How to Pick Your Health Insurance
It’s the most wonderful time of the year!
Halloween, Thanksgiving, Christmas, and everyone’s favorite: Open-Enrollment.
The time when your employer says “Please become a health insurance expert in 48 hours. Don’t mess up or it’s REALLY expensive!”
Thankfully, like most things money, learning just 60% of it will get you 95% of the results.
So today, we tackle two of the main characters in Health Insurance:
The High Deductible Health Plan (HDHP) and
The Preferred Provider Organization (PPO).
You’ll likely use both throughout your life as your circumstances change.
So, let’s get educated..
To start, definitions:
- Premium: Your subscription fee for insurance
- Deductible: What you pay before insurance starts helping
- Coinsurance: After you hit your deductible, the percent that insurance will cover. This is normally 70-95%.
- Out-of-Pocket Maximum: Your worst-case scenario for the year (excluding premiums)
- In-Network: Hospitals/Doctor’s Offices that your insurance company likes
- Out-of-Network: Hospitals/Doctor’s Offices that your insurance company does not (do your research and avoid these if at all possible)
How do those definitions affect our plan?
The PPO is built for predictability. You’ll have higher premiums but lower deductibles.

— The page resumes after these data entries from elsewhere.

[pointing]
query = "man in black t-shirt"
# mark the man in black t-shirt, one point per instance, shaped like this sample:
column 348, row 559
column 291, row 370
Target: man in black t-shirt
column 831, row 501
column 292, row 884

Because of that, many people will choose a PPO when they have chronic conditions, frequent specialist visits, or are family planning.
The HDHP has a High Deductible. So, you pay more until insurance kicks in (bad).
But because of that, you have a lower premium (good).
An HDHP is normally a bet that you will have a healthy year.
You hope to pay the low premiums and not need to pay your high deductible.
The HDHP also has a kicker: A Health Savings Account (HSA).
This can totally change the math.
Most health insurance calculators are (Annual Premiums + Estimated Out of Pocket Costs)
Pick the lowest one and be done.
But here’s where the HSA changes things:
- Your Employer may contribute money into your HSA (yes, actual free money - rare in personal finance)
- Your HSA Contributions reduce your taxable income
- Both contributions can compound as investments and grow tax-free
So the ACTUAL math is closer to:
(Annual Premiums + Estimated Out of Pocket Costs) -
(Employer HSA Contribution + Tax Savings)
This can make the HDHP better even if the PPO is “cheaper”.
Now remember, in order to take advantage of the Tax benefits you have to have the money to contribute to an HSA. Again, this strategy only works if you have the funds to invest in an HSA.
It's not a guaranteed best option, but it can be powerful if you have the savings for it.
So, all of that being said, which one is best for you?
I have no idea ¯\_(ツ)_/¯
But I’ll tell you how I’m deciding mine.
I’m using AI (and think you should too).
I am taking a PDF of my entire health insurance plan options and throwing it into ChatGPT.
From there I’m going to tell it about my life stage and plans for the next year and get its feedback.
AI works great on Text-Based questions and answers making health insurance text a perfect use-case.
This free, custom instance of ChatGPT will give you specific education on your health insurance options.
Give it a whirl here and let me know what you think.
Would love to make more of these.
No matter how you choose your insurance, do it from a place of confidence, not panic.
Do the work, learn your options, and you’ll be set for a great 2026!